1 Principles topenlarge
Sequence of reduction
- Reduce and fix the tuberosity to the humeral head (thereby converting the 3-part fracture into a 2-part situation).
- Reduce the proximal humeral segment to the shaft with the nail and fix it.
Suture fixation of the lesser tuberosity
Sutures in the subscapularis tendon insertion aid both reduction and fixation of the lesser tuberosity. Once reduced, lesser tuberosity sutures are tied to a similar suture in the infraspinatus tendon for provisional fixation. Ultimately, these sutures contribute significantly to primary stability of the lesser tuberosity.

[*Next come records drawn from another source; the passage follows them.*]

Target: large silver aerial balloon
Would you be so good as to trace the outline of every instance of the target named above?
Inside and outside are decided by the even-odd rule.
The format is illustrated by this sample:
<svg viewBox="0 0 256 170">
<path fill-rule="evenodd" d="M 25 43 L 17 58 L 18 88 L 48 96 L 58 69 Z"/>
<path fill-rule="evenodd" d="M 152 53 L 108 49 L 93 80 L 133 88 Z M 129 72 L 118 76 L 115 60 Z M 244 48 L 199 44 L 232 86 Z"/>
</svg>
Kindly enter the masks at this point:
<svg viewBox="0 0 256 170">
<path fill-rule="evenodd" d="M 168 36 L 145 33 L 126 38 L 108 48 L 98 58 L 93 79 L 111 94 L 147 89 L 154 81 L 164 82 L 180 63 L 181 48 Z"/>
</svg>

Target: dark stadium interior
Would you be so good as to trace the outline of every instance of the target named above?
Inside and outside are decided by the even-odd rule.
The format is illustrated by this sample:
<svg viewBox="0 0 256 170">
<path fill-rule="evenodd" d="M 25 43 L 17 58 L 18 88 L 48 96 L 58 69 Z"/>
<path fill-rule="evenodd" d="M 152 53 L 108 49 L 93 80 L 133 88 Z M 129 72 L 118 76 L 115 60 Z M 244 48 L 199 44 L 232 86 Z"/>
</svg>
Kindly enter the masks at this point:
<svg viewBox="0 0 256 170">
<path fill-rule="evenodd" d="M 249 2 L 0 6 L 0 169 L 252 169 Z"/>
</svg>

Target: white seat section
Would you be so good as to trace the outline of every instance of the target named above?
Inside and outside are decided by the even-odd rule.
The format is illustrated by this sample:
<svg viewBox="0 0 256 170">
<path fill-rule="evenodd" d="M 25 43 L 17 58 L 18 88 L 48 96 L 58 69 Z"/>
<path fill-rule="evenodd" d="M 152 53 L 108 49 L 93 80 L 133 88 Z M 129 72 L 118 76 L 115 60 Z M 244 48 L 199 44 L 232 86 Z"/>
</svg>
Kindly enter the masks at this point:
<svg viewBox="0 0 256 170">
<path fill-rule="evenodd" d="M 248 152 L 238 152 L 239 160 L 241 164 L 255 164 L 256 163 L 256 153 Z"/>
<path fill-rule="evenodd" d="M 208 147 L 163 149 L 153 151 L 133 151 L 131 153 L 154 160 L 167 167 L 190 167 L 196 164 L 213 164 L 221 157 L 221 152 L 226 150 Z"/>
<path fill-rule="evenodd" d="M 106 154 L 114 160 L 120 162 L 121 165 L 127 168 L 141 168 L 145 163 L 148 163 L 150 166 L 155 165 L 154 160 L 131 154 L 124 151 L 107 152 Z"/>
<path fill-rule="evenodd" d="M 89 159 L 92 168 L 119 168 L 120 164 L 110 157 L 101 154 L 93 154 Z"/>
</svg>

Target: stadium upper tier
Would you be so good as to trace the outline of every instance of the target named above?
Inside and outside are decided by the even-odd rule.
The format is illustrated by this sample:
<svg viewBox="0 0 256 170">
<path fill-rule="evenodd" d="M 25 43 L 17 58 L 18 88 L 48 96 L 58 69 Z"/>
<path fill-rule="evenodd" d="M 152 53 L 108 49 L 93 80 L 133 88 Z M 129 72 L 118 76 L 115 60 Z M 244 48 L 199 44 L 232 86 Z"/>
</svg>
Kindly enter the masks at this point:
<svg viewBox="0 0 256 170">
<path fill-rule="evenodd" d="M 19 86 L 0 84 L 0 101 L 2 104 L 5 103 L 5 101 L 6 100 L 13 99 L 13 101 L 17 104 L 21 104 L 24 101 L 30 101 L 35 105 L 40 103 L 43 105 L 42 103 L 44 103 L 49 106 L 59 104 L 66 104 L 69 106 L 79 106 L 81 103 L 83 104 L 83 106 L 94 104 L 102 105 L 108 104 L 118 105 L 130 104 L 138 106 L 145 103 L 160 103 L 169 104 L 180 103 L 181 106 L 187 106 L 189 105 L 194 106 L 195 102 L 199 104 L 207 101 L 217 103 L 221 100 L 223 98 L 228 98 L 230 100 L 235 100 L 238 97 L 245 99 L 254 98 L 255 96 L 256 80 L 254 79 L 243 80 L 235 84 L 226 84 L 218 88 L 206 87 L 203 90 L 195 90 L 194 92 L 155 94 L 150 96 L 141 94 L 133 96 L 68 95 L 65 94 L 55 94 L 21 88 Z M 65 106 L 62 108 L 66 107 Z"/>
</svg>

Lesser tuberosity reduction
Proper reduction of the lesser tuberosity is difficult. Its position is hard to visualize with intraoperative image intensification.
Medial displacement of the lesser tuberosity (A) produces an intraarticular anterior step which can compromise internal rotation.
Lateral displacement of the lesser tuberosity (B) obstructs the bicipital groove and may compromise the bicipital tendon. If possible, correct reconstruction of the bicipital groove is desirable to allow sliding of the tendon. An alternative would be tenodesis of the long head of the biceps.
Reduction of the metaphyseal fracture component
If the entry point has been chosen correctly, insertion of the nail will help reduce the fracture.
Correct nail entrance point
A proper and precise entrance point of the humeral nail is crucial. An incorrect entry site results in malreduction of the metaphyseal fracture.
Preliminary reduction of the fracture helps with identification of the correct nail entry site. K-wire “joy-sticks” (as illustrated) or sutures through the rotator cuff insertions aid with reduction.
Risk of axillary nerve injury
The main structure at risk is the axillary nerve. The axillary nerve should be protected by limiting the incision to less than 5 cm distal to the acromial edge, by palpating the nerve, and by avoiding maneuvers that stretch the nerve during reduction and fixation.
Remember the course of the nerve when placing the distal screws.
Tension band sutures in addition to nail
Sutures placed through the insertions of each rotator cuff tendon increase stability, and should be used as well as the nail and screws, particularly for more comminuted and/or osteoporotic fractures. With osteoporotic bone, the tendon insertion is often stronger than the bone itself, so that sutures placed through the insertional fibers of the tendon may hold better than screws or sutures placed through bone.
These additional sutures are typically the last step of fixation.
2 Reduction and preliminary fixation topenlarge
B1.2 fractures involve the surgical neck of the humerus and the lesser tuberosity.
Sequence of repair:
- Reduce and fix the lesser tuberosity to the humeral head (thereby converting the 3-part fracture into a 2-part situation)
- Reduce the proximal humeral fragment to the shaft and fix it.
If needed, fix the lesser tuberosity with an additional (cannulated) lag screw.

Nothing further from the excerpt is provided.